There’s no modest way to put it: Seedlip is one of the greatest drink success stories of the decade. Its rise to fame has spawned an ever-growing flock of imitators from big and small players alike.
So why has such a pioneering brand been met with such scorn, vitriol, and mockery from swathes of the drinks industry?
“We seem to make people angry because we even exist,” says Branson. “It’s always fascinated me that an inanimate object that you don’t have to choose, drink or buy can get such a reaction.”
“People aren’t just suddenly going to go back to alcohol.
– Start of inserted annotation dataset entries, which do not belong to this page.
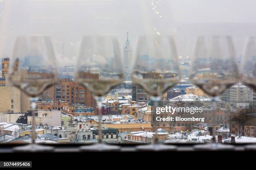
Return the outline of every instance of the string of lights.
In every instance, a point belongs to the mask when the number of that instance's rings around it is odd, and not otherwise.
[[[162,16],[160,12],[160,7],[161,6],[161,0],[151,0],[151,5],[152,6],[152,9],[154,11],[154,13],[156,15],[157,15],[157,17],[159,17],[160,19],[162,18]],[[160,35],[161,35],[161,32],[159,29],[155,27],[154,28],[154,30],[156,32],[156,34]]]

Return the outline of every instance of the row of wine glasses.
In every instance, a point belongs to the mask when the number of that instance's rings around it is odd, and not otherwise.
[[[82,40],[75,79],[98,100],[99,122],[103,96],[124,80],[121,56],[115,37],[87,36]],[[209,96],[219,95],[239,80],[235,57],[231,37],[199,37],[191,66],[190,80]],[[245,57],[247,59],[243,62],[242,80],[255,89],[256,43],[253,38],[248,43]],[[36,98],[58,80],[57,62],[51,39],[39,36],[19,37],[12,58],[10,81],[31,98],[35,111]],[[133,83],[142,86],[153,100],[160,100],[168,88],[179,81],[177,52],[171,37],[140,37],[133,63],[131,75]],[[33,130],[34,115],[33,111]],[[99,134],[100,126],[100,123]],[[101,138],[99,135],[99,142]]]

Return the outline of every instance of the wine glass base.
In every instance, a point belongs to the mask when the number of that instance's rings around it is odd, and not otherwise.
[[[256,150],[256,145],[249,145],[245,147],[246,150],[251,150],[255,151]]]
[[[54,147],[32,144],[14,147],[13,150],[17,152],[53,152]]]
[[[177,147],[161,144],[151,144],[136,147],[136,150],[140,151],[173,151],[177,150]]]
[[[198,151],[224,151],[233,150],[235,150],[235,147],[233,145],[220,143],[199,144],[195,145],[193,148],[195,150]]]
[[[119,152],[121,150],[119,146],[97,143],[80,147],[81,150],[87,152]]]

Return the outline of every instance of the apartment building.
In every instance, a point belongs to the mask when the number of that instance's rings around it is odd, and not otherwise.
[[[44,94],[50,96],[53,101],[67,101],[97,108],[96,101],[92,93],[69,79],[60,79],[56,85],[46,90]]]
[[[230,102],[241,102],[252,100],[251,95],[249,94],[251,91],[248,87],[241,83],[238,83],[230,87],[229,91],[229,101]]]
[[[191,86],[186,88],[186,94],[192,94],[201,96],[207,96],[207,95],[202,89],[197,86]]]
[[[13,86],[0,87],[0,112],[25,113],[30,110],[28,96]]]
[[[133,101],[148,102],[149,97],[149,95],[141,87],[135,85],[132,85],[132,100]]]

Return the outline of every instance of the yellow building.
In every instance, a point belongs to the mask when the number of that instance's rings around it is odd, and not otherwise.
[[[0,112],[23,112],[30,110],[28,96],[13,86],[0,87]]]
[[[192,94],[200,96],[207,96],[207,95],[200,88],[197,86],[191,86],[186,88],[186,94]]]
[[[36,129],[35,131],[38,134],[42,134],[44,133],[44,129]],[[26,135],[31,135],[31,130],[24,131],[20,133],[20,136],[23,136]]]
[[[129,103],[125,103],[120,105],[120,107],[122,108],[122,115],[126,115],[130,111],[129,109],[129,106],[131,105]]]
[[[137,117],[138,110],[139,108],[141,108],[141,106],[137,104],[135,104],[130,106],[128,107],[129,111],[129,114]]]

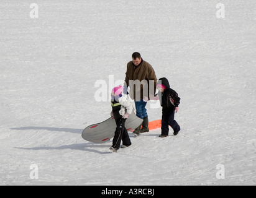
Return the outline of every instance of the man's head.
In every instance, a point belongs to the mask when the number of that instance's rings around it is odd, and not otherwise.
[[[139,52],[135,52],[132,55],[132,62],[135,66],[139,66],[142,61],[140,54]]]

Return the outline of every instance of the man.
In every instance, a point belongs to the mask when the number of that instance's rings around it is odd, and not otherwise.
[[[155,95],[157,79],[152,66],[143,60],[140,54],[135,52],[132,55],[132,61],[127,63],[124,84],[124,93],[127,93],[130,87],[130,97],[135,100],[136,115],[142,119],[140,126],[134,130],[134,134],[139,136],[140,132],[149,131],[149,118],[145,106],[146,101]],[[142,125],[142,128],[141,126]]]

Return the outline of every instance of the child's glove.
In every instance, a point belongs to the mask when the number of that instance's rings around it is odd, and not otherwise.
[[[126,113],[124,115],[124,116],[122,116],[122,118],[124,119],[127,119],[129,117],[129,113]]]
[[[144,97],[144,98],[143,98],[143,101],[145,103],[149,101],[149,98],[147,97]]]

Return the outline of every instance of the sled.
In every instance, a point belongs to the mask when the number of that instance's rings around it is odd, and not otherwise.
[[[137,117],[134,111],[126,121],[126,128],[127,131],[132,131],[142,123],[143,119]],[[82,132],[82,137],[86,141],[103,144],[114,136],[116,124],[114,117],[106,121],[88,126]]]
[[[153,130],[161,128],[162,119],[154,120],[149,123],[149,129]]]

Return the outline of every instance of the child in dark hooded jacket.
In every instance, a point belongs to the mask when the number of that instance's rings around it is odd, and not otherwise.
[[[162,106],[162,127],[160,137],[165,137],[169,134],[169,125],[173,129],[173,135],[176,136],[180,131],[180,127],[174,119],[175,113],[177,113],[180,98],[178,93],[170,87],[169,82],[166,78],[161,78],[157,82],[157,93]]]

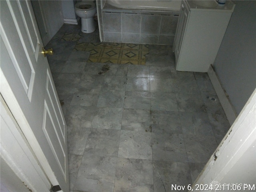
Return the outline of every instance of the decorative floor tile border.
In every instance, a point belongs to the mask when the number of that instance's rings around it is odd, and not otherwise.
[[[148,45],[132,43],[77,42],[74,50],[89,51],[88,62],[145,65]]]

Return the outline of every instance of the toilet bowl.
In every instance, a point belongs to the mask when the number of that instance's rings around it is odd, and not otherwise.
[[[96,5],[93,1],[82,1],[75,5],[75,12],[81,18],[81,31],[85,33],[92,33],[96,28],[93,16],[96,13]]]

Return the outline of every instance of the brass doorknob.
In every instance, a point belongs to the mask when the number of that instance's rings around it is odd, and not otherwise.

The demand is going to grow.
Perhaps it has something to do with the aeon-old grip drinking has on British culture. “The world of alcohol is very emotionally charged,” says Branson. “You’re always going to get people who fear change.”
Sea change is definitely underway. All the biggest players in drinks are snapping up brands or releasing virtuous takes on the big brands (think Budweiser Prohibition, Heineken 0.0% or Hardys non-alcoholic wines).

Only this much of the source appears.